Read the official blog post for the details!
What is this about?
To measure how well pretrained representations (BERT, ELMO) encode some linguistic property, it is common to use accuracy of a probe, i.e. a classifier trained to predict the property from the representations. However, such probes often fail to adequately reflect differences in representations, and can show different results depending on a setting.
We look at this task from the information-theoretic perspective. Our idea can be summarized in two sentences.
Formally, as an alternative to the standard probes,
we propose information-theoretic probing which measures minimum description length (MDL) of labels given representations;
we show that MDL characterizes both probe quality and the amount of effort needed to achieve it;
we explain how to easily measure MDL on top of standard probe-training pipelines;
we show that results of MDL probes are more informative and stable than those of standard probes.
Interested? More details in the blog post or the paper.
This repo provides code to reproduce our experiments.
Description Length and Control Tasks
The control tasks paper argued that standard probe accuracy can be similar when probing for genuine linguistic labels and probing for random synthetic tasks (control tasks). To see reasonable differences in accuracy, the authors had to constrain the probe model size.
In our experiments, we show that MDL results are more informative, stable and do not require manual search for settings.

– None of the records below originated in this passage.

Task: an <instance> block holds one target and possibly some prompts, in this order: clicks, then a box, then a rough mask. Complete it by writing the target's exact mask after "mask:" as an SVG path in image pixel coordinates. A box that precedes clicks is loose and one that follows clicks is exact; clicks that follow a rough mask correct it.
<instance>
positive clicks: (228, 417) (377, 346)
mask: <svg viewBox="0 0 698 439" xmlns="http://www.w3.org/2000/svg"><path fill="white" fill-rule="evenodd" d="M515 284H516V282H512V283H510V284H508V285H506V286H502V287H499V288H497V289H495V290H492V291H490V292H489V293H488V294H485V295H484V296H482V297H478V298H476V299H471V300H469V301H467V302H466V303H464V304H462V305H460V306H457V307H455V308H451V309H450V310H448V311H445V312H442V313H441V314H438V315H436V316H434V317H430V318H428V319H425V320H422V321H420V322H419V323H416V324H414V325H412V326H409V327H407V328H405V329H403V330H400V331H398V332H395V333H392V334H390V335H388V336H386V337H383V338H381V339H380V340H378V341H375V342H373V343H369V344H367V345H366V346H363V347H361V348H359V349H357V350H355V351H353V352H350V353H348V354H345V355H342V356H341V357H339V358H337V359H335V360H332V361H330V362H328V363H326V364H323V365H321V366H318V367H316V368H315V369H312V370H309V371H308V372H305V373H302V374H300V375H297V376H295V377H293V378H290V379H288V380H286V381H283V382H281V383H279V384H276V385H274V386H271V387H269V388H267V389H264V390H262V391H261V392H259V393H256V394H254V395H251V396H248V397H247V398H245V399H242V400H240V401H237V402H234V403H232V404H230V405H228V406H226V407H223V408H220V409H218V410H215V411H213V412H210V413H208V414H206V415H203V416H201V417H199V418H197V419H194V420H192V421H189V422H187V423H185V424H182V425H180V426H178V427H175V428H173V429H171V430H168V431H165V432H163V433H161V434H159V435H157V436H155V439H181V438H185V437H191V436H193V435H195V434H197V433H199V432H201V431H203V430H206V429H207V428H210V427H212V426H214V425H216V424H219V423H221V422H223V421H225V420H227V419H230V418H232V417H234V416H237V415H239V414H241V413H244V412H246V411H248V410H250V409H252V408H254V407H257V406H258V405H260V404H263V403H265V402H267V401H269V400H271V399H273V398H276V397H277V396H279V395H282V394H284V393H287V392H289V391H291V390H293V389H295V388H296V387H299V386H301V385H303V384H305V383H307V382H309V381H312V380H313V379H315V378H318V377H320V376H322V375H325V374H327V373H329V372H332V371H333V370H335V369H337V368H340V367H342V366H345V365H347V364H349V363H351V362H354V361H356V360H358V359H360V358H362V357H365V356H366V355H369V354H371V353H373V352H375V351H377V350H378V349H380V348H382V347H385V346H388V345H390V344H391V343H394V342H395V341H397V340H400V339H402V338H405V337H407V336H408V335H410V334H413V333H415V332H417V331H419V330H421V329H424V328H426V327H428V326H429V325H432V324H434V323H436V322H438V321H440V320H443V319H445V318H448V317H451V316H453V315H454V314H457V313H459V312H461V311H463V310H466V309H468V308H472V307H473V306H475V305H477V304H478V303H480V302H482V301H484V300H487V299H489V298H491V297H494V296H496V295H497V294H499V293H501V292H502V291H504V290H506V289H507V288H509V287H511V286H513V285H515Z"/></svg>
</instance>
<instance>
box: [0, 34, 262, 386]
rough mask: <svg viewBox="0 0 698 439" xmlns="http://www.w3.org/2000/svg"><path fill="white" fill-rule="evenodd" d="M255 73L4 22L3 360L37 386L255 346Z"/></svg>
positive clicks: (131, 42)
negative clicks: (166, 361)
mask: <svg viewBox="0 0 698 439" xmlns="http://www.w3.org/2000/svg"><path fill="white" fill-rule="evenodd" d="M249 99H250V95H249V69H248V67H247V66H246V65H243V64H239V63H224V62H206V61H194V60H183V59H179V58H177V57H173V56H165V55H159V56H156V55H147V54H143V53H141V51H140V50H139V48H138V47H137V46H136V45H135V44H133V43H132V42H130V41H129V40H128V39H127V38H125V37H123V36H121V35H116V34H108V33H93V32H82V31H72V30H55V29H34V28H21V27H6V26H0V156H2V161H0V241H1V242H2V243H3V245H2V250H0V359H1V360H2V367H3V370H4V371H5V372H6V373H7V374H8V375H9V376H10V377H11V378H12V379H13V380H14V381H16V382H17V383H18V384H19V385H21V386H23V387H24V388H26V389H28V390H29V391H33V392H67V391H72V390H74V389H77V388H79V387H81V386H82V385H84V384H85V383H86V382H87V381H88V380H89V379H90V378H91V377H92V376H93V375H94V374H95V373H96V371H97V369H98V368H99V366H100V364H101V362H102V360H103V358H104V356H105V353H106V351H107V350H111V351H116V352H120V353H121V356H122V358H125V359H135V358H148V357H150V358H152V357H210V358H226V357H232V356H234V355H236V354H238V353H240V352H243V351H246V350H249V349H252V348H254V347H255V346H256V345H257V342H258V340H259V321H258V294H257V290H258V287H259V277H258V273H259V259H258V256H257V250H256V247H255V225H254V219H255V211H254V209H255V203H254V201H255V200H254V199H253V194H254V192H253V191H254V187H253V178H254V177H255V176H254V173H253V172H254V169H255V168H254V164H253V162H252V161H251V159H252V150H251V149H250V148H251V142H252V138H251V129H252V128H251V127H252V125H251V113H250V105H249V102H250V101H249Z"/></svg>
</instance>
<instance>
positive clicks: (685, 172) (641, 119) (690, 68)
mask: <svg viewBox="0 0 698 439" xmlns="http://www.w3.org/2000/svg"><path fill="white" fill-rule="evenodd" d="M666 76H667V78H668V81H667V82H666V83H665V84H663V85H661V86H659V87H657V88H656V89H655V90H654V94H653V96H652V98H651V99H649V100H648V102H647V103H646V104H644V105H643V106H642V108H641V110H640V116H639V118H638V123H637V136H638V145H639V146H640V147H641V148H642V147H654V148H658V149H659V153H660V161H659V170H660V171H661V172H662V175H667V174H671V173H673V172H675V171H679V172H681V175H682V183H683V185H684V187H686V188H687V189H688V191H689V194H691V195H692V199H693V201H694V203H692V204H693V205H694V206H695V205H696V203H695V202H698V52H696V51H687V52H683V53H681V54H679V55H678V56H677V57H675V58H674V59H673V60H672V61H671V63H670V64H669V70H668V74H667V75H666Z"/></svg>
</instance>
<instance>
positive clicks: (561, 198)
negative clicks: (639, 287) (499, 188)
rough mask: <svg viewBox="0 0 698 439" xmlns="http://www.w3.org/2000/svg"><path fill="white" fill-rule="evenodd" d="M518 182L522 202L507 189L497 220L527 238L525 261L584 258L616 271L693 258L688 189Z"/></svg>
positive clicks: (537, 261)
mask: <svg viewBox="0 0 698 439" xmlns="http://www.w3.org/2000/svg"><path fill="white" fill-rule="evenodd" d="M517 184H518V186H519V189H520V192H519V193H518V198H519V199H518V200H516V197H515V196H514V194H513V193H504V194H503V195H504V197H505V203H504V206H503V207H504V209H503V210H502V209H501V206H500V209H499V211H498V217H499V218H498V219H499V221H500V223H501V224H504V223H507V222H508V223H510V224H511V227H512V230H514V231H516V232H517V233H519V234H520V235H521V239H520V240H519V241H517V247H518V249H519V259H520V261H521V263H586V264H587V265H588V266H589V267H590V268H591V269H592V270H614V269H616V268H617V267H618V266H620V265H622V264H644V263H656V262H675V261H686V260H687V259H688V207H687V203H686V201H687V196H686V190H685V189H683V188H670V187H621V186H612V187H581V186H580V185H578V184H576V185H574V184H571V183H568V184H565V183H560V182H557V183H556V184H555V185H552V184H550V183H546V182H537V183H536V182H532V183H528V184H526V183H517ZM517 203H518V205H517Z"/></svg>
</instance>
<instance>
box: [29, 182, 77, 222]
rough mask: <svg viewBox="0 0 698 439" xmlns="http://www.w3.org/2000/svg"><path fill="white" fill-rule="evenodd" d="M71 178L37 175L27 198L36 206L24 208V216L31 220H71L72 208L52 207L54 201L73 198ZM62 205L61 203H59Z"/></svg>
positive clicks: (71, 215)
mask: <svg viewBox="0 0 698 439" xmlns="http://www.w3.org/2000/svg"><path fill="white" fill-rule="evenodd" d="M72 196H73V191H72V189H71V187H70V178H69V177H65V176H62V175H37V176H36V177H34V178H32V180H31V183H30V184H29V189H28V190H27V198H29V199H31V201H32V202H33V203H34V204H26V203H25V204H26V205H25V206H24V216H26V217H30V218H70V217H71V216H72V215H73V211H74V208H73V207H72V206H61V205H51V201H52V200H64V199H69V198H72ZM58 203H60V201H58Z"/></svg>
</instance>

Description Length and Random Models
Several papers argued that accuracy of a probe does not sufficiently favour pretrained representations over randomly initialized ones. In this part, we conduct experiments with pretrained and randomly initialized ELMO for 7 tasks from the edge probing paper: PoS tagging, syntactic constituent and dependency labeling, named entity recognition, semantic role labeling, coreference resolution, and relation classification.
Here we also show that MDL results are more informative.